David Blumenthal Six Park by David Blumenthal

Notes (1) Past performance is not indicative of future performance. (2) No rebalancing, cash holdings or trading costs are included. The calculations are based on the published closing prices for each ETF, not NAV, and do not assume dividend reinvestment.

• October was a poor month across all markets.

• Australian shares fell -2.2%, hampered by US election uncertainty and declines across healthcare and industrial stocks. Domestic bonds were also down -1.4% on the back of inflation concerns.

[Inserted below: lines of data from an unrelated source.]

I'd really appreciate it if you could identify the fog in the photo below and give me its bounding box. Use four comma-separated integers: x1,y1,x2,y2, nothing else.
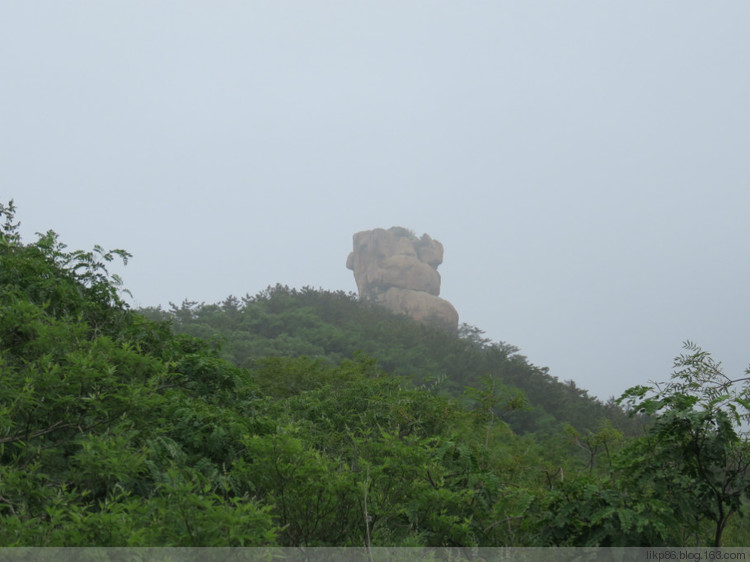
0,0,750,399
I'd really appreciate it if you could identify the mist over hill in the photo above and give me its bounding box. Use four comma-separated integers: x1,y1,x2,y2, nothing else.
0,202,750,550
140,285,639,433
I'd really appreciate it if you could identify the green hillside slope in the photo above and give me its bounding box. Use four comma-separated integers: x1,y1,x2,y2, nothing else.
141,285,639,434
0,204,750,556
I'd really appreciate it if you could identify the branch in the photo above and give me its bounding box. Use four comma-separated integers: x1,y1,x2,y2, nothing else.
0,421,75,443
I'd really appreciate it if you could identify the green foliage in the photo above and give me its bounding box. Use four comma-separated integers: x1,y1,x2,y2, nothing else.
621,342,750,546
0,202,750,547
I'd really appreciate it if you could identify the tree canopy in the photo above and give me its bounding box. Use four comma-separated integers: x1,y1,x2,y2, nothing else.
0,202,750,546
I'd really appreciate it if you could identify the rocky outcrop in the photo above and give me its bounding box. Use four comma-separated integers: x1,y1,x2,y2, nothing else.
346,226,458,332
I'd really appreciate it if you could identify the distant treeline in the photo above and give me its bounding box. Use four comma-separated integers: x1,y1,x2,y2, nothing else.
0,202,750,547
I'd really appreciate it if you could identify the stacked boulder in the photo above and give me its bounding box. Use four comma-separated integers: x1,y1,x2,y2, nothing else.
346,226,458,333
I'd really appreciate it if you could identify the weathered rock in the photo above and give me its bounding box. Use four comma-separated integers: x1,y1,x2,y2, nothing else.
377,287,458,332
346,227,458,332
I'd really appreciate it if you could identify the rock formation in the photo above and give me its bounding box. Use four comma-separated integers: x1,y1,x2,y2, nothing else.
346,226,458,332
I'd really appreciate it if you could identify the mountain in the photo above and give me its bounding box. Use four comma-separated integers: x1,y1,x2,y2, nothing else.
140,285,640,434
0,202,750,548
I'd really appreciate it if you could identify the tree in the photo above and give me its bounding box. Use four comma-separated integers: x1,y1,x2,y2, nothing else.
620,341,750,546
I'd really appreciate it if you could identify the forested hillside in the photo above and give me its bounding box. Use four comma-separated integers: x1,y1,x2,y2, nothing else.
141,285,640,434
0,203,750,546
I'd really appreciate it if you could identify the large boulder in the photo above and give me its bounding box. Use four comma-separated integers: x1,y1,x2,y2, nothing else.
346,226,458,332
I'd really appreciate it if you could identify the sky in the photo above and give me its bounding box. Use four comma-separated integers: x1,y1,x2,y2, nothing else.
0,0,750,400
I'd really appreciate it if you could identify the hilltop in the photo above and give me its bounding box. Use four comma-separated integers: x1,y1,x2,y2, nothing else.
0,202,750,548
140,285,639,433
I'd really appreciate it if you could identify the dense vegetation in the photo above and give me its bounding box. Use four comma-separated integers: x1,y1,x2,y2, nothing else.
0,203,750,546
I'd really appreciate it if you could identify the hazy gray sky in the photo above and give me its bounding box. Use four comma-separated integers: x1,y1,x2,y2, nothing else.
0,0,750,399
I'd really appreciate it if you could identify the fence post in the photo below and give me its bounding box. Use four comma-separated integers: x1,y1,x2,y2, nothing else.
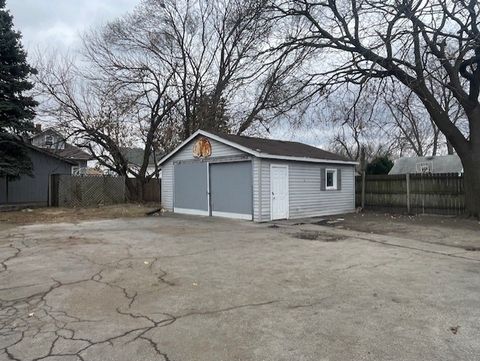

• Australian listed property had a particularly weak month, dropping -7.6%. The sector is now down 13.9% for the last 3 months (but still up +6.3% for the year) as the prospect of interest rate rises (which makes bonds more attractive) and property valuation concerns have reduced the sector’s appeal as a defensive, high-yield play

• International shares fell -0.8% during the month, with larger declines in US stocks partly offset by gains in European and Japanese markets.

• Emerging markets were relatively subdued, advancing 1% on the back of generally stable political and economic developments.

• Overall, the Six Park portfolios outperformed the ASX200 index in October but were still down between -1.2% to -2.0% for the month as a result of prevailing market weakness. The portfolios remain up +1% to +2.5% on a rolling 12-month basis.